Separately worth noting Facebook experience, which is used by MySQL without JOIN selects. This strategy allows them to scale the database much more easily, while transferring the load from the database to the code, which, as will be described below, scales more easily than the database.

Code scaling

The difficulty in scaling code depends on how many shared resources the hosts need to run your application. Will it be sessions only, or will it require a shared cache and files? In any case, the first step is to run copies of the application on several hosts with the same environment.

Next, you need to configure load/request balancing between these hosts. This can be done as follows: TCP level(haproxy), and on HTTP (nginx) or DNS.

The next step is to make sure that static files, cache and web application sessions are available on each host. For sessions, you can use a server running over the network (for example, memcached). It is quite reasonable to use the same memcached as a cache server, but, of course, on a different host.

Static files can be mounted from some common file storage via NFS/CIFS or use a distributed file system (HDFS, GlusterFS, Ceph).

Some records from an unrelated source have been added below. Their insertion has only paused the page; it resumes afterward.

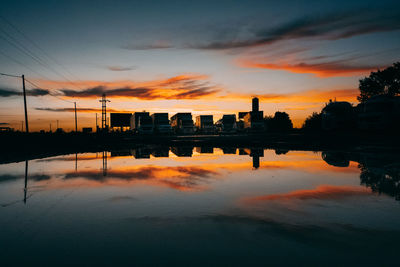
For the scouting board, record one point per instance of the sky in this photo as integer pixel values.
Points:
(204, 57)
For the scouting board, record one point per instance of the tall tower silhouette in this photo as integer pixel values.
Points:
(104, 111)
(255, 104)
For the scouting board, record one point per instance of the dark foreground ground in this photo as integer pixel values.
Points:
(20, 146)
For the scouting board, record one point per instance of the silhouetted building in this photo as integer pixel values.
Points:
(160, 152)
(205, 124)
(254, 121)
(142, 123)
(255, 104)
(227, 124)
(337, 115)
(120, 120)
(182, 151)
(87, 129)
(182, 123)
(229, 150)
(337, 159)
(161, 123)
(205, 150)
(141, 153)
(121, 153)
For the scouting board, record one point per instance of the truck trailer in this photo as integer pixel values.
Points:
(227, 124)
(142, 123)
(205, 124)
(182, 123)
(161, 123)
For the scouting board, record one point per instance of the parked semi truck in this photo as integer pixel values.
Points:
(182, 123)
(205, 124)
(227, 124)
(161, 123)
(254, 121)
(142, 123)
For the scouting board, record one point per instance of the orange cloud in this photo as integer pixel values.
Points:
(322, 70)
(179, 87)
(309, 96)
(322, 192)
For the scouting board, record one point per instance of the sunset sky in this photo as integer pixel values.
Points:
(204, 57)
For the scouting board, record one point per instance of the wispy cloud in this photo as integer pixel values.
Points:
(78, 109)
(332, 26)
(178, 87)
(31, 92)
(155, 45)
(324, 69)
(322, 192)
(121, 68)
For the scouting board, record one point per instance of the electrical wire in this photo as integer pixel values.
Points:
(38, 87)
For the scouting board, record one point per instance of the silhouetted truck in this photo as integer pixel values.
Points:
(227, 124)
(254, 121)
(161, 123)
(205, 124)
(142, 123)
(182, 123)
(338, 115)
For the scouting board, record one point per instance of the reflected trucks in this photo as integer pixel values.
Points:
(182, 123)
(227, 124)
(161, 123)
(205, 124)
(142, 123)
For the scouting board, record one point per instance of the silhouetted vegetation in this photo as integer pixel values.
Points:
(280, 122)
(313, 122)
(381, 82)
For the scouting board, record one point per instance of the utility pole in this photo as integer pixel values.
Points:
(26, 180)
(26, 112)
(104, 111)
(76, 120)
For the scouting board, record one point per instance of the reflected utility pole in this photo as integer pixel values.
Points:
(26, 112)
(26, 180)
(104, 163)
(76, 119)
(104, 111)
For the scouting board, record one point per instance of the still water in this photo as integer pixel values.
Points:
(201, 206)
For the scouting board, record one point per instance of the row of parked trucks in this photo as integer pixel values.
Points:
(180, 123)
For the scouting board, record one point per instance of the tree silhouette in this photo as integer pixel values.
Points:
(313, 122)
(381, 82)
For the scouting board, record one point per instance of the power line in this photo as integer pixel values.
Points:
(37, 46)
(23, 65)
(32, 83)
(10, 75)
(16, 44)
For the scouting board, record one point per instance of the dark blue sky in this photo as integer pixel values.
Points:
(293, 54)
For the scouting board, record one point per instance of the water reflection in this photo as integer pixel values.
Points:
(229, 201)
(379, 171)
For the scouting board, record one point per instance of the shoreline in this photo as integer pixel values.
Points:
(21, 146)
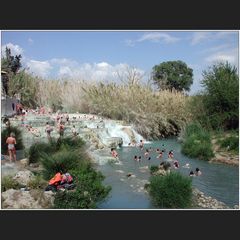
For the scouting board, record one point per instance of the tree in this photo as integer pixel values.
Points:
(221, 88)
(10, 66)
(173, 75)
(11, 63)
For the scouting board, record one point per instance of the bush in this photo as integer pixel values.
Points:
(221, 95)
(35, 151)
(70, 142)
(232, 142)
(171, 191)
(60, 161)
(8, 182)
(37, 183)
(153, 169)
(18, 135)
(197, 142)
(88, 193)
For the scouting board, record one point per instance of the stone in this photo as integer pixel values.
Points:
(24, 162)
(34, 199)
(23, 177)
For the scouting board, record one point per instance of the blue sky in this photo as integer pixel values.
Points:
(99, 55)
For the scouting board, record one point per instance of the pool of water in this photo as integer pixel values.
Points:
(217, 180)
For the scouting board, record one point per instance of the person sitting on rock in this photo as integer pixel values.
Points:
(191, 174)
(34, 131)
(114, 153)
(198, 172)
(11, 141)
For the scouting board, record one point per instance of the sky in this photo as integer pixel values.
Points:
(106, 55)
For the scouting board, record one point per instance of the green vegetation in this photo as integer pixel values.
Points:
(68, 155)
(230, 143)
(6, 133)
(197, 142)
(8, 182)
(154, 113)
(64, 161)
(153, 169)
(173, 75)
(35, 151)
(171, 191)
(37, 183)
(221, 94)
(88, 192)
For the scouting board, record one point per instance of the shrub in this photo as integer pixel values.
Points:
(18, 135)
(35, 151)
(70, 142)
(8, 182)
(153, 169)
(60, 161)
(171, 191)
(197, 142)
(37, 183)
(232, 142)
(89, 190)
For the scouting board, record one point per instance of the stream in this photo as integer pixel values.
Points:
(217, 180)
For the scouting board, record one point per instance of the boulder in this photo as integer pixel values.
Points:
(23, 177)
(24, 162)
(34, 199)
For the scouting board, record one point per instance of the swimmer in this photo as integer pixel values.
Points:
(114, 153)
(198, 172)
(186, 165)
(191, 174)
(146, 153)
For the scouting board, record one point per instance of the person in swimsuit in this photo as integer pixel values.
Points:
(11, 141)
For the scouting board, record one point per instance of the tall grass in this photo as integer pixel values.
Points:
(6, 133)
(155, 114)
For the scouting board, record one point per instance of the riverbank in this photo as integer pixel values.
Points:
(101, 134)
(223, 156)
(201, 201)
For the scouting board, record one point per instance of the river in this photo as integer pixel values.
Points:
(217, 180)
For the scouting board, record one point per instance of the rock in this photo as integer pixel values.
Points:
(114, 142)
(34, 199)
(24, 162)
(23, 177)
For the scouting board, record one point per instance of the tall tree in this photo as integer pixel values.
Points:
(10, 66)
(173, 75)
(221, 85)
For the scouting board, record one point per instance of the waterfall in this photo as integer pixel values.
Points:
(115, 130)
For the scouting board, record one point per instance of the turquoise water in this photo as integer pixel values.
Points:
(217, 180)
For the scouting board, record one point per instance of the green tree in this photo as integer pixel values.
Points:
(221, 89)
(173, 75)
(10, 65)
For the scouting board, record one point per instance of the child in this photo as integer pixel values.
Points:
(11, 141)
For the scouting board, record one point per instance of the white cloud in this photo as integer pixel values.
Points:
(39, 68)
(30, 41)
(230, 55)
(199, 37)
(101, 71)
(153, 37)
(15, 49)
(157, 37)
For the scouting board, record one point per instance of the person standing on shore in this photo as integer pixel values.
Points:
(11, 141)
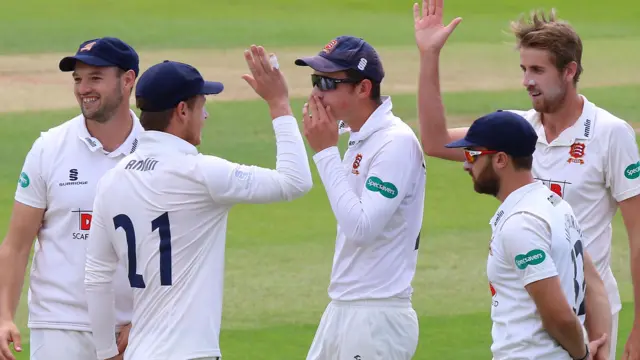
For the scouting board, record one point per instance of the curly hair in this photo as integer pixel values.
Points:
(547, 32)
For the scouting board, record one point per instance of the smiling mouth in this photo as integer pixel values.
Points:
(89, 100)
(534, 93)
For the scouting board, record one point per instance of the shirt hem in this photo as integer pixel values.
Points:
(627, 194)
(64, 326)
(191, 356)
(30, 202)
(328, 152)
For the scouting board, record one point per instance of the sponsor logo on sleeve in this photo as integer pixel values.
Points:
(24, 180)
(632, 171)
(533, 257)
(356, 164)
(386, 189)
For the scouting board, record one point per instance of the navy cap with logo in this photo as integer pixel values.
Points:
(106, 51)
(163, 86)
(502, 131)
(346, 52)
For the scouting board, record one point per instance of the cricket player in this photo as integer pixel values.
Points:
(54, 202)
(584, 153)
(164, 211)
(376, 191)
(542, 283)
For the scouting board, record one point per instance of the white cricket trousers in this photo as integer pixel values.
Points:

You can also store files in a database (for example, Mongo GridFS), thereby solving the problems of availability and scalability (taking into account the fact that for NoSQL databases the scalability problem is solved due to sharding).

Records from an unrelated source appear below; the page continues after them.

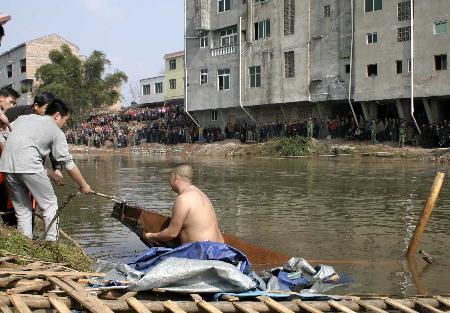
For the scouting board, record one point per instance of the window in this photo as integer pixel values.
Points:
(373, 5)
(224, 5)
(440, 27)
(172, 84)
(327, 11)
(409, 65)
(203, 77)
(158, 87)
(289, 65)
(223, 77)
(204, 40)
(173, 64)
(145, 89)
(213, 115)
(440, 62)
(9, 70)
(404, 11)
(255, 76)
(403, 33)
(289, 17)
(228, 36)
(372, 70)
(262, 29)
(399, 64)
(372, 38)
(23, 65)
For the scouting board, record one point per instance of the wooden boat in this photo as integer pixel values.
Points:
(140, 220)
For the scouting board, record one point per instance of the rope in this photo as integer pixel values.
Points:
(60, 208)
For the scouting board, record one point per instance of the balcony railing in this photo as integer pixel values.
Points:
(223, 50)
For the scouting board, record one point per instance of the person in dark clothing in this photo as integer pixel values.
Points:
(39, 106)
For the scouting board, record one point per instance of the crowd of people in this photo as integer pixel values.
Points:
(169, 124)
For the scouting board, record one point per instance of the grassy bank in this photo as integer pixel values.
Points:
(282, 147)
(60, 252)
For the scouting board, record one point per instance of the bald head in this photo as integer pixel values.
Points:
(184, 172)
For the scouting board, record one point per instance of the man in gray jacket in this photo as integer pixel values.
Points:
(31, 140)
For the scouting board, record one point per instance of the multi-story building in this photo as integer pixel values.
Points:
(152, 91)
(18, 65)
(382, 58)
(269, 60)
(174, 77)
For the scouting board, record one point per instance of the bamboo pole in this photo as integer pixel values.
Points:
(41, 302)
(426, 213)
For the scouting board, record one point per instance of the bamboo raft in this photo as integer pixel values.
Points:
(47, 287)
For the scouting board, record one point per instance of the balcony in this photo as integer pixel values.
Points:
(223, 50)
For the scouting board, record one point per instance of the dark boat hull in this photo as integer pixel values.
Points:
(140, 221)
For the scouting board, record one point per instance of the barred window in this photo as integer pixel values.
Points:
(146, 89)
(203, 77)
(173, 84)
(289, 64)
(440, 62)
(404, 11)
(255, 76)
(158, 87)
(327, 11)
(289, 17)
(403, 33)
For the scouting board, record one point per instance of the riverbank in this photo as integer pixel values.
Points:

Separately, it is worth noting the problem of deployment to multiple hosts. How to make it so that the user does not see when clicking “Update” different versions applications? The simplest solution, in my opinion, would be to exclude non-updated hosts from the load balancer (web server) config, and turn them on sequentially as they are updated. You can also link users to specific hosts by cookie or IP. If the update requires significant changes in the database, the easiest way is to temporarily close the project altogether.

FS scaling

If it is necessary to store a large amount of static data, two problems can be identified: lack of space and speed of data access. As already written above, the problem with lack of space can be solved in at least three ways: a distributed file system, storing data in a database with sharding support, and organizing sharding “manually” at the code level.

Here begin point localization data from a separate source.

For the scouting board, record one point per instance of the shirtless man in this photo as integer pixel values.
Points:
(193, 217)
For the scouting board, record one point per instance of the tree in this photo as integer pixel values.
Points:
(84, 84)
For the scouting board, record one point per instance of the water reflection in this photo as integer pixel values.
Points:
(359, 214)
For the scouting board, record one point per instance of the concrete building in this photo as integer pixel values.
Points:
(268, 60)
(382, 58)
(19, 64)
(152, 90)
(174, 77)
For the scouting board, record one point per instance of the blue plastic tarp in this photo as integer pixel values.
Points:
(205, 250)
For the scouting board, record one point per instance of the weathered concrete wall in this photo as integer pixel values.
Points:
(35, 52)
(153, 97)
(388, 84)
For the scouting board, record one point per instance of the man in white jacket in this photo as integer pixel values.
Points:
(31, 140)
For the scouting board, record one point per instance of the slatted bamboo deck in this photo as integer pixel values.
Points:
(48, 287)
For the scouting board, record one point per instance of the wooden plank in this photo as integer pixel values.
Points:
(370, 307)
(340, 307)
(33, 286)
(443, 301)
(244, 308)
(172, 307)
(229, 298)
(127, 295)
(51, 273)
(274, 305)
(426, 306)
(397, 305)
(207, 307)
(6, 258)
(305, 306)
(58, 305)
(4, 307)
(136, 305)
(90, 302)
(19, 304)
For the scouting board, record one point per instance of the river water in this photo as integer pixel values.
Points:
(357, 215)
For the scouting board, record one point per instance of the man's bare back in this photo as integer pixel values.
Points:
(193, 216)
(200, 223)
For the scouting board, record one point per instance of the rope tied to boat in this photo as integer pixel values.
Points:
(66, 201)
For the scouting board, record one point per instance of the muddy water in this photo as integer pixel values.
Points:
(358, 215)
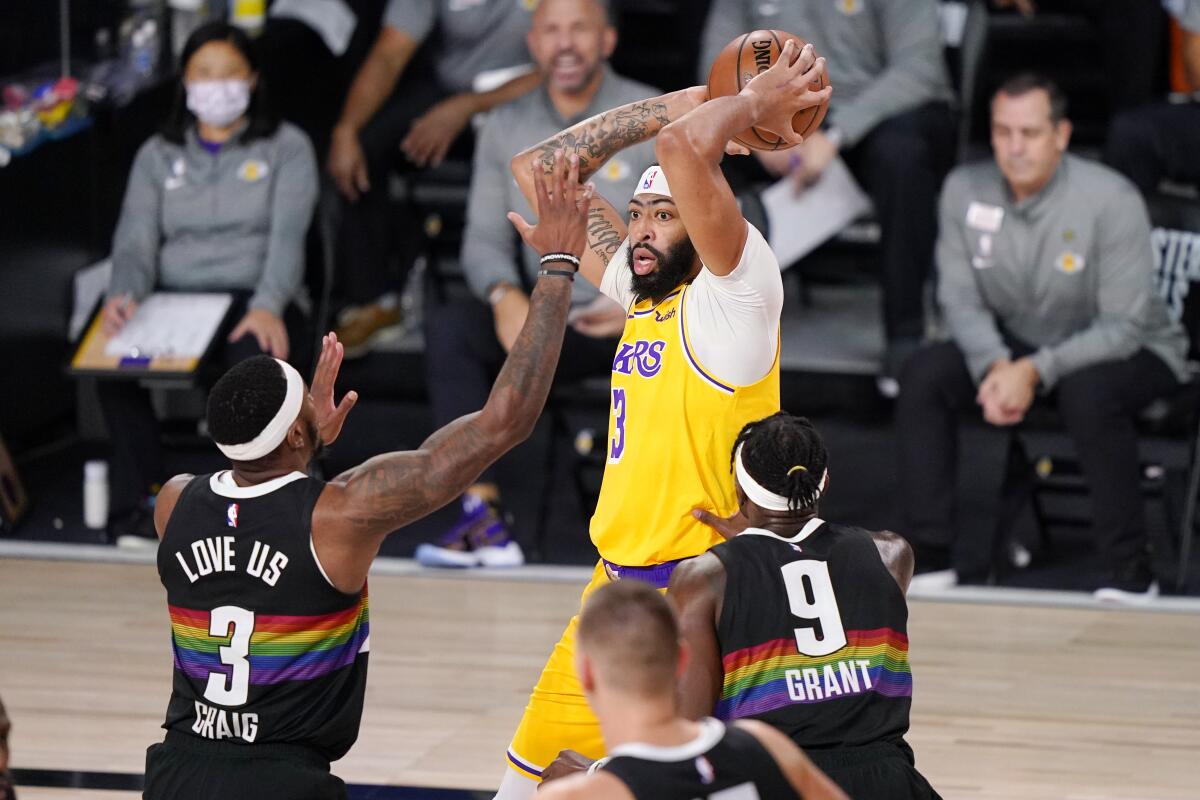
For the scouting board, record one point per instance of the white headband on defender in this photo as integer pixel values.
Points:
(763, 497)
(273, 434)
(653, 181)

At the same time, it is worth understanding that the distribution of statics is also not the best simple task, when it comes to high loads. Therefore, it is quite reasonable to have many servers dedicated to distributing static files. Moreover, if we have a shared data storage (distributed file system or database), when saving a file, we can save its name without taking into account the host, and substitute the host name randomly when creating a page (I randomly balance the load between web servers distributing static). In the case where sharding is implemented manually (that is, the logic in the code is responsible for choosing the host to which the data will be uploaded), information about the upload host must either be calculated based on the file itself, or generated based on third data (information about the user, amount of space on storage disks) and saved together with the file name in the database.

Monitoring

It is clear that it is large and a complex system requires constant monitoring. The solution, in my opinion, is standard here - zabbix, which monitors the load/operation of system nodes and monit for daemons for backup.

Conclusion

The above briefly discusses many options for solving the problems of scaling a web application. Each of them has its own advantages and disadvantages. There is no recipe for how to do everything well and at once - for each task there are many solutions with their own pros and cons. Which one to choose is up to you.